旅立ち
祭りが終わり、ハルたちはあらかじめ決まっていた、新しい任務のための支度を整えていた。
その任は、極めて重要で、王国を含めた各国に恩恵をもたらす可能性を秘めた任務だった。
内容は、大陸に伝わる四大神獣討伐であった。
四大神獣のいる巣を攻略するのは、各国の軍事力でもお手上げの状況だった。
そこに、ハルが少数精鋭で、神獣の巣を破壊することを王であるダリアスに提案し、許可をもらった。
ここ数百年で神獣や魔獣たちの動きが活発になったと各国での報告では上がっている。
そのため、多くの国で停戦や休戦など、軍事的な行為が各国で中断される事態にまで発展いていた。
神獣という脅威は、現在、この大陸中で問題となっている。
これはエーテル消失大事件という、世界中からエーテルという、魔法を使うためのもととなるマナと同じ性質を持つ、世界全体を覆っていたエーテルという力が一瞬で世界から消えた、世界的異変と同じレベルで、大変な大陸の問題となっていた。
エーテル消失発生のときも、世界中で戦争が中止されたといわれている。
殺戮の象徴のように人類は数多くの戦争を繰り返してきた、だが、ひとたびそれを阻害する要因が現れれば人類は簡単に争いをやめる。あっさりと。
誰もが望む戦争のない時代は、神獣によってもたらされた。
今回の任務は、重大で過酷な任務になっていた。
旅立つハルたちを王は激励するために、祭司を呼び旅の祈願してもらった。
「どうか、彼らの行く末に光があるように、どうか神よ、彼らに力を与えたまえ」
ハルと隣には王国騎士団の隊長格の一人であるビナ・アルファがともに跪いていた。
ビナは、赤い髪の毛が目立ち、さらに、小柄な体格をしているが、その身のこなしの速さと剣の腕は騎士団でも多くのものの上に立つ実力をもっていた。
ハルはそれを魔獣退治の時に一度、拝見したことがあった。
「神獣のこと頼んだぞ」
ダリアス王の顔にも、不安が現れていた。神獣退治は本来、国全体で対抗するもの、それを少数精鋭で討伐しようというのだ。
しかしそれとは別に王はハルの底知れぬ力に期待もしていた。
「はい、ダリアス王、一日でも早くこの脅威を取り除けるように、全力を尽くします」
「危険な任務をわざわざ受け持ってもらってすまない」
「これは、自分が提案したこと、それに付き合ってもらう王国には迷惑をかけます」
ハルはこの作戦を遂行する自信はあった。しかしそれには必ずついてくる犠牲のことも考えていた。
それでも、国に神獣が直接襲撃してくるよりは、はるかに被害が少ない計算だった。だからこそ、決断できた。
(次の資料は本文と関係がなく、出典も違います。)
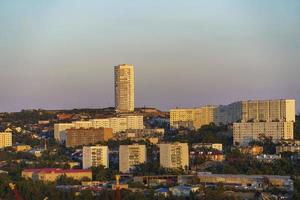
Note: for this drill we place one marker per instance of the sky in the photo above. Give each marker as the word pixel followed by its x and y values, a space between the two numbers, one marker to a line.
pixel 59 54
「ハル達よ、くれぐれも無理はせぬように、我々も各国と協力して、そちらに支援をする」
「ありがとうございます」
「そして、ビナよ」
王はビナに顔を向ける。
「はい」
ビナが緊張した声色で返事をする。
「神獣討伐に参加する意思を示してくれたこと嬉しく思う、隊長格がいると心強いだろう」
ダリアスの言葉にビナは口をぱくぱくさせながら、慌てて声を張る。
「あ、ありがとうございます、が、頑張ります!」
その動揺ぶりから、あまりこういった、謁見など身分の上の立場の人たちと顔を合わせたことがないことがうかがえた。
ハルたちも最初に王国に来たときは、かなりひどい態度だったが、何回もいろんな意味で呼び出されたおかげで、このような場所での立ち振る舞いには、慣れていた。
「それでは、王よ、そろそろ出発します」
「うむ、それでは幸運を祈るぞ」
ハルとビナが謁見の間を立ち去る。ビナはすぐに謁見の間を逃げるかのように走っていった。
そのとき
「ハル」
王が呼び止める。
ハルが後ろを振り向くと、ダリアスが立ち上がっていた。
王座から力強い声でダリアスは叫ぶ。
「死ぬなよ」
ハルは微笑、片手をあげて答える。無礼に、いや親しい友としての、返答として。
「死なねぇよ」
そういって、謁見の間の扉は閉じた。
「やっぱり、親子だな」
ハルはそうひとり、つぶやき、討伐隊が待っている王都の城壁門まで足を進める。
王城の扉をくぐると、旅の始まりには、良い朝の風が吹いていた。